Lundi, Donald Trump a annoncé la réinstauration du blocus naval des ports iraniens dans le détroit d'Ormuz, marquant une intensification des frappes militaires depuis le cessez-le-feu d'avril dans un conflit désastreux pour l'économie mondiale.
"Les États-Unis seront désormais reconnus comme +GARDIENS DU DÉTROIT D'ORMUZ+", a proclamé l'ex-président sur sa plateforme Truth Social, suite à une série d'opérations militaires visant à prévenir d'éventuelles attaques iraniennes sur les navires, selon le Commandement central américain (Centcom).
Ce retour du "BLOCUS DE L'IRAN" restreint l'accès maritime pour les navires non iraniens, tandis que Téhéran cherche à imposer des frais de service, Trump réclame quant à lui une commission de "20% sur la valeur des cargaisons" passant par le détroit, qui est pourtant censé garantir une libre circulation maritime selon le droit international.
Pour sa part, l'Iran a fermement affirmé qu'il "ne laissera en aucune circonstance" Washington interférer avec la gestion du détroit, qu'il considère comme un territoire souverain depuis le début du conflit.
Les autorités iraniennes accusent les États-Unis d'être responsables du "retour de l'insécurité" dans la région, mettant en danger l'approvisionnement mondial en pétrole, un point critique alors que les prix du pétrole continuent d'augmenter. Ce lundi, le cours du baril de Brent a ainsi grimpé de plus de 3,5%, frôlant les 79 dollars.
Andreas Lipkow de CMC Markets analyse : "Avec la rupture des négociations et la fin de la trêve, la guerre au Moyen-Orient a repris de manière forte sur les marchés."
Après près de 40 jours de bombardements consécutifs, un cessez-le-feu avait été déclaré début avril, suivi d'un protocole d'accord en juin. Cependant, les récentes attaques sur des navires cherchant à traverser le détroit ont ravivé les hostilités, forçant Trump à déclarer que le cessez-le-feu était "révolu".

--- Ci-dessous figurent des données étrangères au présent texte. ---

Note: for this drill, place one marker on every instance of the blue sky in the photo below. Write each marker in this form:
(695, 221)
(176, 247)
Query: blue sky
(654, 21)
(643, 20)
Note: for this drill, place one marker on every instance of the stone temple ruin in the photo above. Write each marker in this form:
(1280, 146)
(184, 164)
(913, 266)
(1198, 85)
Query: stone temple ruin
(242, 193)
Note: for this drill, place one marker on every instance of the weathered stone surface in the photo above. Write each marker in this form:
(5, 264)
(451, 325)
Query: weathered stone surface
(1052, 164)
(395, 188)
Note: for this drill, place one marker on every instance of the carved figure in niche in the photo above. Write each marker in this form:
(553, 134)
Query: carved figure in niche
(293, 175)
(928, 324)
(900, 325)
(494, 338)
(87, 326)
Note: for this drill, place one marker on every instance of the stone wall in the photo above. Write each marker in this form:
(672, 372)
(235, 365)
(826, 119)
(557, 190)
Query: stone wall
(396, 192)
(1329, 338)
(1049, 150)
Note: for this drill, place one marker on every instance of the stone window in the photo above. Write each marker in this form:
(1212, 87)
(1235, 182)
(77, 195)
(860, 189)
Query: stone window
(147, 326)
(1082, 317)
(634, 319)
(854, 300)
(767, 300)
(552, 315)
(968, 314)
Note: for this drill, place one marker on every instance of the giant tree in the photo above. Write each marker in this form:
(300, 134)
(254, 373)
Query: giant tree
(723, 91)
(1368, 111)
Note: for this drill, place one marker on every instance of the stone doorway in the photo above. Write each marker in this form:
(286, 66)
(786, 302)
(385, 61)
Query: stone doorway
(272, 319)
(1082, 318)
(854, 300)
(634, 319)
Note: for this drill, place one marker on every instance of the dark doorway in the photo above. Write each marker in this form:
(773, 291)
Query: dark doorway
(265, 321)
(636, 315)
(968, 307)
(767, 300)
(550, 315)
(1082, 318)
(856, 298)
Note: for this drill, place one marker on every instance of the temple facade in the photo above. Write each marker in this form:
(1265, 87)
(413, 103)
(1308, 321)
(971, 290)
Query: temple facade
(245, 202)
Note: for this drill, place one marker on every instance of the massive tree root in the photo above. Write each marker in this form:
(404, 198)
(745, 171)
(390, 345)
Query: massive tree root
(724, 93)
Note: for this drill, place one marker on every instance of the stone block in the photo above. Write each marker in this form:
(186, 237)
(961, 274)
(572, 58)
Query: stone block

Ce conflit a également mis à mal ce protocole d'accord, avec Esmaïl Baghaï, porte-parole de la diplomatie iranienne, affirmant : "Il est indéniable que ce document traverse une crise, mais jamais l'Iran n'a été le premier à rompre ses engagements".

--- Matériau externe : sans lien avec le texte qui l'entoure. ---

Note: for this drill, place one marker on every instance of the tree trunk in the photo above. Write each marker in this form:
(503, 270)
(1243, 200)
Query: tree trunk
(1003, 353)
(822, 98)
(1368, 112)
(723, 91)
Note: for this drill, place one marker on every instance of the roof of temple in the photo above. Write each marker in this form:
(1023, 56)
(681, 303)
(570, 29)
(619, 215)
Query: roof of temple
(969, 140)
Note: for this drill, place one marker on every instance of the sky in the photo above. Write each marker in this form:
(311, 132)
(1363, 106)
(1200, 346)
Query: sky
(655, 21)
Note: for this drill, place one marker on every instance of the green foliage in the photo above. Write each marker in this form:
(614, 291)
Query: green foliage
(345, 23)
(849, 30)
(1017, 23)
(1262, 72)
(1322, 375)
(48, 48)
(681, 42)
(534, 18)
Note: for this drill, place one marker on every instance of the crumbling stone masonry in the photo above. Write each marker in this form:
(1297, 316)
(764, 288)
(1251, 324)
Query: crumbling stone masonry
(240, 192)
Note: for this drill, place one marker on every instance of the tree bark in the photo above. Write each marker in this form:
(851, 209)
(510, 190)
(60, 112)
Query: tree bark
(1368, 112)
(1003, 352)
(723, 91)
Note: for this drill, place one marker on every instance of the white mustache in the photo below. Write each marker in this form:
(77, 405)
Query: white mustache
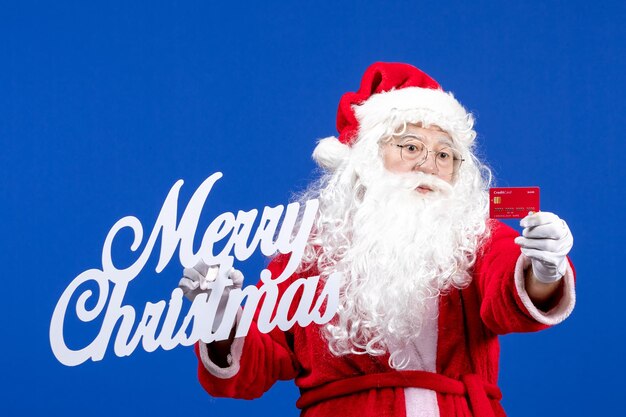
(414, 180)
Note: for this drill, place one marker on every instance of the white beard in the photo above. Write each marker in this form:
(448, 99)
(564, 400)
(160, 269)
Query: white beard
(398, 249)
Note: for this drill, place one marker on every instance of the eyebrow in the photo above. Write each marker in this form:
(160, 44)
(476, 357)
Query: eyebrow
(440, 141)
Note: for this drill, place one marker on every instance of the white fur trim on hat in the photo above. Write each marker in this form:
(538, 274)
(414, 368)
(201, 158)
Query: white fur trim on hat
(330, 153)
(417, 105)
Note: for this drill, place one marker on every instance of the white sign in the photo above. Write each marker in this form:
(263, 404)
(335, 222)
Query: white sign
(271, 236)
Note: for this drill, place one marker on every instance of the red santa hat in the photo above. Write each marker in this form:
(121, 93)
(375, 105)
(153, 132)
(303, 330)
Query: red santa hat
(393, 93)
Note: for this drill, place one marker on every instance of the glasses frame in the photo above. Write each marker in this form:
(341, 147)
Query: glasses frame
(405, 137)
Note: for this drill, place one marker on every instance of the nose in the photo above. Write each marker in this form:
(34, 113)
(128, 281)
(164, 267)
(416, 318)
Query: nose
(429, 166)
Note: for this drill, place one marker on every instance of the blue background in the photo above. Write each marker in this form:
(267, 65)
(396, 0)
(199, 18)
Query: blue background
(104, 105)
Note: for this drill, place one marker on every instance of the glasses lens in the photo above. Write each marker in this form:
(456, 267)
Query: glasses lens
(412, 150)
(448, 161)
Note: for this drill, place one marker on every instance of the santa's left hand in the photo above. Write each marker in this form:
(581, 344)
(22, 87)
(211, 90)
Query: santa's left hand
(546, 240)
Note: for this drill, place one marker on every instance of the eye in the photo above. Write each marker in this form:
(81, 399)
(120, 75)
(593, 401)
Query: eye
(444, 155)
(413, 147)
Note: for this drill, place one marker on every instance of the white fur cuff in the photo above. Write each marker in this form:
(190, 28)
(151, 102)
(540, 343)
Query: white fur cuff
(233, 358)
(559, 312)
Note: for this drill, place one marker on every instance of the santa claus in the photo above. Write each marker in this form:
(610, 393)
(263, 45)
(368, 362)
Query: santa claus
(428, 282)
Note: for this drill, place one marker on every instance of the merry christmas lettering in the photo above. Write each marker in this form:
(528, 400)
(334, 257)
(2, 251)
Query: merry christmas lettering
(271, 235)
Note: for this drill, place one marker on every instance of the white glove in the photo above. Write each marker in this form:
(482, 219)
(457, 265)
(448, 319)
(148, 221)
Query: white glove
(198, 280)
(546, 240)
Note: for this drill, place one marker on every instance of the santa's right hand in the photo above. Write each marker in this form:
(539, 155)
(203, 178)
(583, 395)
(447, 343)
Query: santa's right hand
(198, 279)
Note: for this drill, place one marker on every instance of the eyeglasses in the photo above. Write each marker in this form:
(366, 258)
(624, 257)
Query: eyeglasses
(447, 160)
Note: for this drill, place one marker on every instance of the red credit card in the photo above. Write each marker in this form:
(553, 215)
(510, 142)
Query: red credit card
(512, 202)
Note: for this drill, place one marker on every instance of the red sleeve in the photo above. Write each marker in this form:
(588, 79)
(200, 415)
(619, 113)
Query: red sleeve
(264, 358)
(499, 275)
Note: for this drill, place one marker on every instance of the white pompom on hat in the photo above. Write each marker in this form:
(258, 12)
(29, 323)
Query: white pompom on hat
(392, 93)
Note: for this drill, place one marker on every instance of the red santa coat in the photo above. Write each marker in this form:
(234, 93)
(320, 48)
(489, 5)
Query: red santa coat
(456, 368)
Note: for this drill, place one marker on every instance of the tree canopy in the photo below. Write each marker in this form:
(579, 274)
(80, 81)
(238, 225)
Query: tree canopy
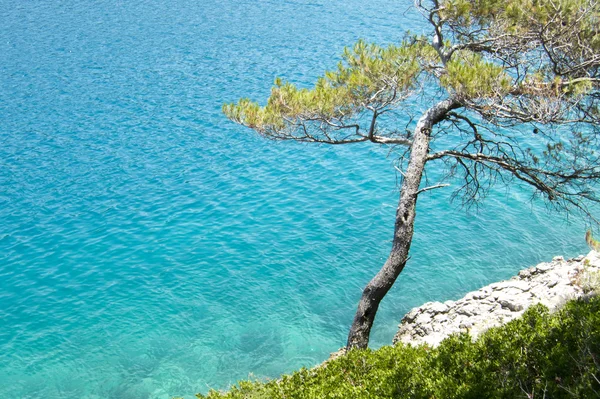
(507, 90)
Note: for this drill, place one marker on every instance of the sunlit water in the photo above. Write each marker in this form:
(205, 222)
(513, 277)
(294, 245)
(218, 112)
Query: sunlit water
(150, 248)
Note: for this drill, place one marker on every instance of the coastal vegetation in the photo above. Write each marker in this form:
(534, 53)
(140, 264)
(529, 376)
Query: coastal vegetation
(496, 92)
(540, 355)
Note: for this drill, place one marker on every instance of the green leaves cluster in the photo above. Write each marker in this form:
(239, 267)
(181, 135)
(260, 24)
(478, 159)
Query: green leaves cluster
(469, 76)
(539, 355)
(369, 77)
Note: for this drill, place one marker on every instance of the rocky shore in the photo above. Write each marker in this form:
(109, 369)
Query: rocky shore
(551, 284)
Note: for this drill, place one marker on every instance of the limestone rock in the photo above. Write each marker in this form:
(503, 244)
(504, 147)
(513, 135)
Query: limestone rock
(551, 284)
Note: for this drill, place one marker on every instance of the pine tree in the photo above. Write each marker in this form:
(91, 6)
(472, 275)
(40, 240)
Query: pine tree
(512, 85)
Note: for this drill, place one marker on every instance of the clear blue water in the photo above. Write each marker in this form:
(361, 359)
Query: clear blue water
(150, 248)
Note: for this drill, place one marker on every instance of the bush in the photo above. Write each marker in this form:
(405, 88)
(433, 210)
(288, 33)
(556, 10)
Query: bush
(537, 356)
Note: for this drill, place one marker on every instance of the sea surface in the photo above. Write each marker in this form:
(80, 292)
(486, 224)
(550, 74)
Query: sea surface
(150, 248)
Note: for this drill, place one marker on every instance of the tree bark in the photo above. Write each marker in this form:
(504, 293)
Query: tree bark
(378, 287)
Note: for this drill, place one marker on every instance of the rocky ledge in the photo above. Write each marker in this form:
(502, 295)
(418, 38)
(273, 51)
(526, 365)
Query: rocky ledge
(551, 284)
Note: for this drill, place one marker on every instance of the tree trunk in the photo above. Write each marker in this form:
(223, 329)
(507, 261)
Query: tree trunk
(403, 230)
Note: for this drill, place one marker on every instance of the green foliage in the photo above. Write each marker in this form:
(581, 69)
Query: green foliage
(468, 75)
(539, 355)
(369, 75)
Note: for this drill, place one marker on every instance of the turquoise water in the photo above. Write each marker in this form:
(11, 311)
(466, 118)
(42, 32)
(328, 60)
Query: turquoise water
(150, 248)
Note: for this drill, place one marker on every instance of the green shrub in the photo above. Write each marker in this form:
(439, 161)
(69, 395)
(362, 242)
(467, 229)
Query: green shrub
(537, 356)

Des discussions avec des médiateurs tels que le Qatar, le Pakistan et Oman sont toujours en cours pour tenter d'éviter une escalade des hostilités. Bader Al-Saif de l'Université du Koweït souligne l'importance de parvenir à des termes clairs, en insistant sur le rôle vital des médiateurs internationaux.

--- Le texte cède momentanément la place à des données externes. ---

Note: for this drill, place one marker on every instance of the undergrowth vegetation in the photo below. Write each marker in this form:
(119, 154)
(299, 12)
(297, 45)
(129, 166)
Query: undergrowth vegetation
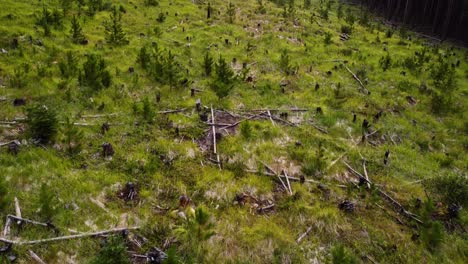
(335, 138)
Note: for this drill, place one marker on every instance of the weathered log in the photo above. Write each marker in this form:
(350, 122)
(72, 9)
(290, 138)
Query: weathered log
(358, 80)
(36, 257)
(303, 235)
(386, 196)
(55, 239)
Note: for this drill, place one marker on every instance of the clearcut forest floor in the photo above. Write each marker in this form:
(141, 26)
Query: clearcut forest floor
(254, 215)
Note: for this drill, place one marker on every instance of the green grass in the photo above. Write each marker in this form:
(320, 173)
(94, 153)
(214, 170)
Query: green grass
(165, 166)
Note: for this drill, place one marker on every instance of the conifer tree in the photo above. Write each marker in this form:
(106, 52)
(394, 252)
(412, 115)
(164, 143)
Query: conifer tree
(207, 63)
(94, 73)
(231, 12)
(143, 57)
(68, 66)
(114, 30)
(223, 84)
(42, 123)
(224, 72)
(76, 31)
(208, 11)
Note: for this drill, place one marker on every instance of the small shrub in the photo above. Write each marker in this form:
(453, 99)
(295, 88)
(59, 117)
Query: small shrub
(152, 2)
(114, 251)
(246, 130)
(94, 73)
(385, 62)
(340, 255)
(346, 29)
(389, 33)
(114, 30)
(327, 38)
(432, 232)
(72, 137)
(5, 198)
(450, 188)
(42, 123)
(19, 79)
(143, 57)
(207, 63)
(47, 200)
(69, 65)
(223, 84)
(161, 17)
(285, 63)
(231, 12)
(76, 31)
(148, 112)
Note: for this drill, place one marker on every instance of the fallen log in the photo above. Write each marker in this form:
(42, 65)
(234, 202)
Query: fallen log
(303, 235)
(358, 80)
(171, 111)
(18, 210)
(385, 195)
(55, 239)
(215, 152)
(36, 257)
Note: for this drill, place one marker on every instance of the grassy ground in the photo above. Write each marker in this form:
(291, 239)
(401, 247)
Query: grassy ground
(422, 145)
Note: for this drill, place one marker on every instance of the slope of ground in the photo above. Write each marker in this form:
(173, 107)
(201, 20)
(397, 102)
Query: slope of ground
(286, 183)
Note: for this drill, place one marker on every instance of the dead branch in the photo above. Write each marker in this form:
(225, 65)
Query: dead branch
(365, 172)
(303, 235)
(171, 111)
(385, 195)
(100, 115)
(9, 142)
(54, 239)
(358, 80)
(18, 210)
(271, 119)
(6, 230)
(240, 121)
(323, 130)
(36, 257)
(213, 127)
(282, 110)
(287, 180)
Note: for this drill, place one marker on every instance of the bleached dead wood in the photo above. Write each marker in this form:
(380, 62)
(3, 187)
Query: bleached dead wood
(282, 110)
(271, 119)
(6, 229)
(9, 142)
(395, 203)
(17, 210)
(245, 119)
(213, 127)
(287, 180)
(303, 235)
(100, 115)
(365, 173)
(55, 239)
(358, 80)
(171, 111)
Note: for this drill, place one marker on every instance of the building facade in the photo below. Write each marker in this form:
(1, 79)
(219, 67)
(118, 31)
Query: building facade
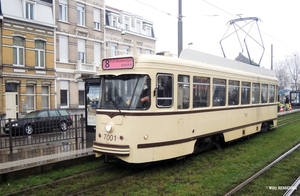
(27, 56)
(88, 31)
(49, 47)
(79, 43)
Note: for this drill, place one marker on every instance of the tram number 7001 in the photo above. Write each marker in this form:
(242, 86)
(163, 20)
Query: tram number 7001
(110, 137)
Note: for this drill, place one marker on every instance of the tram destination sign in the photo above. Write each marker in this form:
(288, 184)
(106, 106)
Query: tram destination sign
(117, 63)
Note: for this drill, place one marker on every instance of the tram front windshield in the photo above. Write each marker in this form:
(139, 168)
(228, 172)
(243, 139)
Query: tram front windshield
(124, 92)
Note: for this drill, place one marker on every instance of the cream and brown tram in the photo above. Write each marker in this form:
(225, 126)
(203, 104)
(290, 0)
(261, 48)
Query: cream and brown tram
(155, 107)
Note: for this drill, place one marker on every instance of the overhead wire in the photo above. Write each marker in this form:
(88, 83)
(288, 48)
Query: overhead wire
(239, 16)
(236, 16)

Le protocole prévoyait également une réouverture du détroit, mais Téhéran ne permet qu'un passage restreint le long de ses côtes, menaçant les navires en dehors de cette route. "Ce passage stratégique vaut plus que des dizaines de bombes atomiques, et l'Iran le protégera", a averti le conseiller militaire du guide suprême, Mohsen Rezaï, rapporté par l'agence Isna.
Les récentes frappes américaines ont visé des infrastructures irakiennes, selon le Centcom, tandis que des médias d'État iraniens rapportent que ces bombardements ont touché des zones clés comme l'île de Qeshm et Bandar Abbas. Selon un décompte de l'AFP, au total, 23 personnes ont perdu la vie en une semaine dans ce climat de violence croissant.
En guise de représailles, les Gardiens de la Révolution ont prétendument ciblé des installations américaines en Oman, Bahreïn, au Koweït et en Jordanie. Pendant ce temps, le gouvernement yéménite, soutenu par l'Arabie saoudite, a également mené des frappes sur Sanaa, visiblement pour entraver un avion iranien transportant une délégation du guide suprême.